Though STEP is highly configurable with regard to the creation and maintenance of contexts, certain implementation standards apply to how they are created and implemented. This topic outlines some considerations to keep in mind when deciding how to configure your system to handle dimension-dependent data.

Context Do's

  • Plan for future change—use IDs that will still make sense when situations change. The language + country will not make sense if you add another dimension later on.
  • Use a generic ID and do not use the ID as the name. Change the name to be readable by users. Unlike most objects in STEP, there is no option to auto-generate Context IDs.

  • Suggest IDs that are future safe. For example, if you only start out with a language and then a country dimension is added at some point in the future, 'EN' will no longer make sense. You could delete the EN context and create a new one (EN US), but that could mean that downstream systems that are receiving feeds may need to make adjustments to accept the new files, or, for print implementations, there may have been created hundreds and hundreds of InDesign pages created that have the context ID stored in the page files.

Context Don'ts

  • Do not create a context that will not be used right away. Create only the combination of dimensions that you need.
  • Do not use an All level in a context. Pick a real language and a real country.
  • Avoid asking users to work in multiple contexts. There is a very high risk that someone will accidentally enter content in the wrong context, and it is very difficult to find these situations and correct them.

Global Context

  • Do not use a global context. Nobody should work in global, which results in unnecessarily inherited values. Refer to the Dimension Dependent Attributes topic here for more information on value inheritance in dimension-dependent attributes.

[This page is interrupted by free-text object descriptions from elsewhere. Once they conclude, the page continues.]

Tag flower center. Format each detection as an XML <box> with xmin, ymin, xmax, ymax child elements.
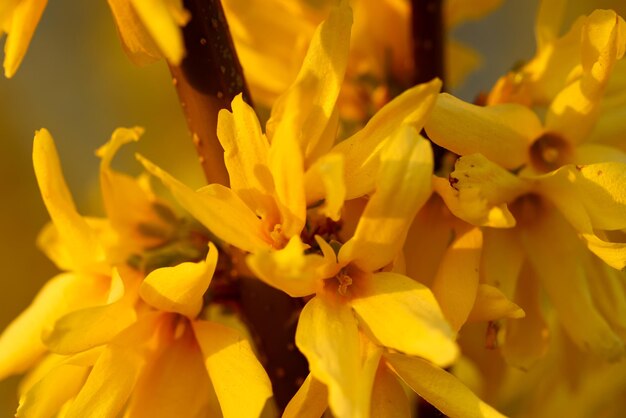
<box><xmin>335</xmin><ymin>269</ymin><xmax>353</xmax><ymax>296</ymax></box>
<box><xmin>529</xmin><ymin>132</ymin><xmax>572</xmax><ymax>173</ymax></box>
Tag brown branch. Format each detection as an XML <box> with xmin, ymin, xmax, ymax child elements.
<box><xmin>168</xmin><ymin>0</ymin><xmax>309</xmax><ymax>411</ymax></box>
<box><xmin>411</xmin><ymin>0</ymin><xmax>445</xmax><ymax>88</ymax></box>
<box><xmin>411</xmin><ymin>0</ymin><xmax>447</xmax><ymax>172</ymax></box>
<box><xmin>169</xmin><ymin>0</ymin><xmax>251</xmax><ymax>185</ymax></box>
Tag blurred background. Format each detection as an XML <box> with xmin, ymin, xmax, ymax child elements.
<box><xmin>0</xmin><ymin>0</ymin><xmax>548</xmax><ymax>414</ymax></box>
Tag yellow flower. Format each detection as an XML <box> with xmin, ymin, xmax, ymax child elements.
<box><xmin>223</xmin><ymin>0</ymin><xmax>502</xmax><ymax>119</ymax></box>
<box><xmin>0</xmin><ymin>0</ymin><xmax>46</xmax><ymax>78</ymax></box>
<box><xmin>17</xmin><ymin>241</ymin><xmax>272</xmax><ymax>417</ymax></box>
<box><xmin>284</xmin><ymin>336</ymin><xmax>505</xmax><ymax>418</ymax></box>
<box><xmin>108</xmin><ymin>0</ymin><xmax>190</xmax><ymax>65</ymax></box>
<box><xmin>0</xmin><ymin>127</ymin><xmax>183</xmax><ymax>393</ymax></box>
<box><xmin>0</xmin><ymin>129</ymin><xmax>120</xmax><ymax>381</ymax></box>
<box><xmin>134</xmin><ymin>2</ymin><xmax>507</xmax><ymax>416</ymax></box>
<box><xmin>138</xmin><ymin>0</ymin><xmax>441</xmax><ymax>255</ymax></box>
<box><xmin>1</xmin><ymin>0</ymin><xmax>188</xmax><ymax>78</ymax></box>
<box><xmin>424</xmin><ymin>9</ymin><xmax>626</xmax><ymax>363</ymax></box>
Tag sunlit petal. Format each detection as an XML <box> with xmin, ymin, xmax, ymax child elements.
<box><xmin>425</xmin><ymin>93</ymin><xmax>541</xmax><ymax>169</ymax></box>
<box><xmin>386</xmin><ymin>353</ymin><xmax>506</xmax><ymax>418</ymax></box>
<box><xmin>283</xmin><ymin>374</ymin><xmax>329</xmax><ymax>418</ymax></box>
<box><xmin>140</xmin><ymin>242</ymin><xmax>218</xmax><ymax>318</ymax></box>
<box><xmin>431</xmin><ymin>227</ymin><xmax>482</xmax><ymax>332</ymax></box>
<box><xmin>193</xmin><ymin>320</ymin><xmax>272</xmax><ymax>418</ymax></box>
<box><xmin>520</xmin><ymin>207</ymin><xmax>624</xmax><ymax>360</ymax></box>
<box><xmin>351</xmin><ymin>272</ymin><xmax>457</xmax><ymax>366</ymax></box>
<box><xmin>341</xmin><ymin>128</ymin><xmax>433</xmax><ymax>271</ymax></box>
<box><xmin>138</xmin><ymin>155</ymin><xmax>271</xmax><ymax>252</ymax></box>
<box><xmin>295</xmin><ymin>296</ymin><xmax>365</xmax><ymax>418</ymax></box>
<box><xmin>333</xmin><ymin>78</ymin><xmax>441</xmax><ymax>199</ymax></box>
<box><xmin>0</xmin><ymin>274</ymin><xmax>108</xmax><ymax>379</ymax></box>
<box><xmin>246</xmin><ymin>236</ymin><xmax>323</xmax><ymax>297</ymax></box>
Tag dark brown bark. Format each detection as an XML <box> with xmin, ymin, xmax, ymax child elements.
<box><xmin>410</xmin><ymin>0</ymin><xmax>445</xmax><ymax>88</ymax></box>
<box><xmin>169</xmin><ymin>0</ymin><xmax>251</xmax><ymax>185</ymax></box>
<box><xmin>411</xmin><ymin>0</ymin><xmax>447</xmax><ymax>171</ymax></box>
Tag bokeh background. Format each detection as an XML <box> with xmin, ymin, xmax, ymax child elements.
<box><xmin>0</xmin><ymin>0</ymin><xmax>548</xmax><ymax>414</ymax></box>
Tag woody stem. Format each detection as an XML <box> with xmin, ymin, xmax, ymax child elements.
<box><xmin>411</xmin><ymin>0</ymin><xmax>447</xmax><ymax>171</ymax></box>
<box><xmin>169</xmin><ymin>0</ymin><xmax>250</xmax><ymax>186</ymax></box>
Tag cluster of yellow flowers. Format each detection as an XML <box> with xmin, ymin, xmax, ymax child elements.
<box><xmin>1</xmin><ymin>0</ymin><xmax>625</xmax><ymax>417</ymax></box>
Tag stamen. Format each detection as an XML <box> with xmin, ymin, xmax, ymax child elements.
<box><xmin>336</xmin><ymin>270</ymin><xmax>353</xmax><ymax>296</ymax></box>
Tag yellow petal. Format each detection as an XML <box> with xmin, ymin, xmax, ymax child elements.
<box><xmin>17</xmin><ymin>361</ymin><xmax>89</xmax><ymax>418</ymax></box>
<box><xmin>351</xmin><ymin>272</ymin><xmax>458</xmax><ymax>366</ymax></box>
<box><xmin>431</xmin><ymin>227</ymin><xmax>483</xmax><ymax>332</ymax></box>
<box><xmin>341</xmin><ymin>128</ymin><xmax>433</xmax><ymax>271</ymax></box>
<box><xmin>33</xmin><ymin>129</ymin><xmax>107</xmax><ymax>273</ymax></box>
<box><xmin>217</xmin><ymin>94</ymin><xmax>276</xmax><ymax>218</ymax></box>
<box><xmin>425</xmin><ymin>94</ymin><xmax>542</xmax><ymax>169</ymax></box>
<box><xmin>107</xmin><ymin>0</ymin><xmax>161</xmax><ymax>65</ymax></box>
<box><xmin>369</xmin><ymin>361</ymin><xmax>410</xmax><ymax>418</ymax></box>
<box><xmin>266</xmin><ymin>100</ymin><xmax>307</xmax><ymax>239</ymax></box>
<box><xmin>583</xmin><ymin>232</ymin><xmax>626</xmax><ymax>270</ymax></box>
<box><xmin>333</xmin><ymin>78</ymin><xmax>441</xmax><ymax>199</ymax></box>
<box><xmin>304</xmin><ymin>153</ymin><xmax>346</xmax><ymax>221</ymax></box>
<box><xmin>480</xmin><ymin>227</ymin><xmax>524</xmax><ymax>298</ymax></box>
<box><xmin>43</xmin><ymin>270</ymin><xmax>136</xmax><ymax>355</ymax></box>
<box><xmin>43</xmin><ymin>301</ymin><xmax>136</xmax><ymax>356</ymax></box>
<box><xmin>572</xmin><ymin>143</ymin><xmax>626</xmax><ymax>165</ymax></box>
<box><xmin>501</xmin><ymin>262</ymin><xmax>549</xmax><ymax>370</ymax></box>
<box><xmin>222</xmin><ymin>0</ymin><xmax>316</xmax><ymax>105</ymax></box>
<box><xmin>435</xmin><ymin>154</ymin><xmax>529</xmax><ymax>228</ymax></box>
<box><xmin>295</xmin><ymin>296</ymin><xmax>365</xmax><ymax>418</ymax></box>
<box><xmin>125</xmin><ymin>323</ymin><xmax>216</xmax><ymax>418</ymax></box>
<box><xmin>129</xmin><ymin>0</ymin><xmax>189</xmax><ymax>64</ymax></box>
<box><xmin>65</xmin><ymin>314</ymin><xmax>162</xmax><ymax>418</ymax></box>
<box><xmin>2</xmin><ymin>0</ymin><xmax>47</xmax><ymax>78</ymax></box>
<box><xmin>546</xmin><ymin>10</ymin><xmax>626</xmax><ymax>144</ymax></box>
<box><xmin>386</xmin><ymin>353</ymin><xmax>506</xmax><ymax>418</ymax></box>
<box><xmin>97</xmin><ymin>127</ymin><xmax>170</xmax><ymax>253</ymax></box>
<box><xmin>283</xmin><ymin>374</ymin><xmax>329</xmax><ymax>418</ymax></box>
<box><xmin>193</xmin><ymin>320</ymin><xmax>272</xmax><ymax>418</ymax></box>
<box><xmin>246</xmin><ymin>236</ymin><xmax>323</xmax><ymax>298</ymax></box>
<box><xmin>585</xmin><ymin>254</ymin><xmax>626</xmax><ymax>338</ymax></box>
<box><xmin>538</xmin><ymin>162</ymin><xmax>626</xmax><ymax>233</ymax></box>
<box><xmin>466</xmin><ymin>284</ymin><xmax>525</xmax><ymax>323</ymax></box>
<box><xmin>0</xmin><ymin>273</ymin><xmax>108</xmax><ymax>380</ymax></box>
<box><xmin>140</xmin><ymin>242</ymin><xmax>218</xmax><ymax>317</ymax></box>
<box><xmin>137</xmin><ymin>155</ymin><xmax>271</xmax><ymax>252</ymax></box>
<box><xmin>520</xmin><ymin>207</ymin><xmax>624</xmax><ymax>360</ymax></box>
<box><xmin>266</xmin><ymin>0</ymin><xmax>352</xmax><ymax>162</ymax></box>
<box><xmin>403</xmin><ymin>195</ymin><xmax>455</xmax><ymax>287</ymax></box>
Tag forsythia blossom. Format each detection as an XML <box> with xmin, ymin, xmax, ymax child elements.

A global context is where the All Languages + All Countries dimensions would be used. Nobody speaks All and nobody lives in All, so no one should maintain data there.

Problems that could be caused by using a global context include:

  • A user might log in to a global context to create some attributes. They also do some sort of data maintenance in STEP. They may forget to switch contexts before entering language-dependent data in English and, if so, they have stored that information in the 'All' level instead of the 'English' level. That is not where it belongs, and it should be moved.
  • A user may forget that they are in the global context and exports data to send to someone. This file would not contain any of the language- or country-dependent data, so the file is incomplete.

Deleting the Global Context

If a global context already exists on your system—and there is no content whatsoever in it—then delete it.

Important: If a global context already exists on your system—and it contains contentdo not delete it unless you plan to first move the data into a different context. Deleting a global context that contains data will affect ALL data in the context; not just attribute values, but LOV values, metadata on links, references, assets, etc.

Removing a global context from an existing system requires more than a small amount of analysis and possibly significant cleanup / rework (repushing assets, for example). Additional reasons to not to delete a global context with data include:

  • If the data is inherited from the global context by other contexts, though the data will still exist, it will likely no longer be editable.
  • If the context is assigned to any configurations (integration end points, export, import, etc.), then these configurations will no longer be valid.
  • Assets, if dimension dependent, are also affected, especially in a print initiative where images are pushed to folder structures corresponding to the dimension. This means that functions such as 'Replace Asset Content' would be impossible.